Secondo la portavoce dei Verdi per la politica estera e l'allargamento, l'eurodeputata Marije Cornelissen, “con la risoluzione approvata […] il PE ha finalmente preso una posizione chiara” sulla questione del nome. Una decisione che potrebbe portare ad evoluzioni importanti nella risoluzione del contenzioso con Atene.
Nel testo del documento si afferma poi che i contenziosi bilaterali non possono rappresentare un ostacolo per l'inizio dei negoziati, anche se questi devono essere affrontati e risolti in spirito di buon vicinato e basandosi sui principi cardine dell'UE.
Oltre alla disputa con la Grecia, negli ultimi anni anche la Bulgaria ha espresso crescenti dubbi sul futuro europeo della Macedonia. Sofia accusa infatti le autorità di Skopje di sottrarre indebitamente elementi della storia bulgara e di utilizzare un “linguaggio ostile” nei confronti del vicino bulgaro.
Nella risoluzione approvata viene espressa preoccupazione che la lunga e infruttuosa attesa di una data di inizio dei negoziati causa crescenti frustrazioni in Macedonia, oggi un una pericolosa impasse che potrebbe sfociare in più gravi tensioni per il paese, e contribuire alla perdurante instabilità nell'area.
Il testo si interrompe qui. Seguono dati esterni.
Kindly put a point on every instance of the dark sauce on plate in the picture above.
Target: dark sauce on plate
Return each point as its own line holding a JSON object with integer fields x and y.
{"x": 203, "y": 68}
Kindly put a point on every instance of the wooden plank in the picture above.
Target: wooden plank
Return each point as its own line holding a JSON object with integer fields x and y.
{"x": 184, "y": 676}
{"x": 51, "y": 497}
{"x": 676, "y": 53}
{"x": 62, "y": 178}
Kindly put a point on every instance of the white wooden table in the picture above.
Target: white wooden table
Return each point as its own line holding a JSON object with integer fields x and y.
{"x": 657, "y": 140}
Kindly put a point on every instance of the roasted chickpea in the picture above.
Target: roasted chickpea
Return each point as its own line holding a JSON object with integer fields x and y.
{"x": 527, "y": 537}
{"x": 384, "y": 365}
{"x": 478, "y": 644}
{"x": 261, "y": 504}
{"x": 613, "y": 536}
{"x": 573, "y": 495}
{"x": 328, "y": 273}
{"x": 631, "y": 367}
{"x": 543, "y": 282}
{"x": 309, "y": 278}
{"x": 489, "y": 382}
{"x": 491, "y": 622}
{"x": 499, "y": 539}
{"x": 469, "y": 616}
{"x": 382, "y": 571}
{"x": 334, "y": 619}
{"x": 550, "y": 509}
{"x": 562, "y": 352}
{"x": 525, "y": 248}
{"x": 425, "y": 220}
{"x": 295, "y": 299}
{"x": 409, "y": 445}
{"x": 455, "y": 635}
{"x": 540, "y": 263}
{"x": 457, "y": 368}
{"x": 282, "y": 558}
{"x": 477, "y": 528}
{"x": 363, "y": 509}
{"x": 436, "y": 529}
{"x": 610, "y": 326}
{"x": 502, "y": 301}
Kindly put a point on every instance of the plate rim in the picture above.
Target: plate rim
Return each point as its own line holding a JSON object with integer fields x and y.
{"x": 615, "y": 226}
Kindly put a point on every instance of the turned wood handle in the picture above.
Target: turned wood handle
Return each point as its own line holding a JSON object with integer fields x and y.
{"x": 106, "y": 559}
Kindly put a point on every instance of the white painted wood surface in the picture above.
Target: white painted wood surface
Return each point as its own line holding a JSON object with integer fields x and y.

La Grecia, investita nel primo semestre del 2014 della presidenza a rotazione del Consiglio dell'Unione europea, è stata quindi invitata a sfruttare questo momento per ridare forza al negoziato.
Durante il dibattito che ha preceduto il voto, il Commissario per l'Allargamento Štefan Füle ha ribadito la posizione della Commissione, in linea con quella del Parlamento, di aprire i negoziati con la Macedonia, definendo poi il 2013 “un anno perso” per il paese.
Non sono mancati commenti critici, che riflettono le difficoltà ancora evidenti sulla strada del compromesso. Per il parlamentare bulgaro Andrey Kovachev (Gruppo del Partito Popolare Europeo), l'allargamento alla Macedonia può essere conseguito “solo sulla base di fiducia e verità”, e non su una dottrina nazionale [quella macedone] “basata su una storia e una verità mitoligizzate” e creata da “uno degli ultimi piani del Comintern e dello Jugo-comunismo”.
La deputata britannica Marina Yannakoudakis (Conservatori e Riformisti Europei) ha posto l'accento sui problemi ancora da risolvere in Macedonia su “riforma giudiziaria, sviluppo economico, diritti umani e relazioni di vicinato” e accusando Skopje di aver “dirottato la storia”, innalzando tra l'altro una contestata statua ad Alessandro Magno.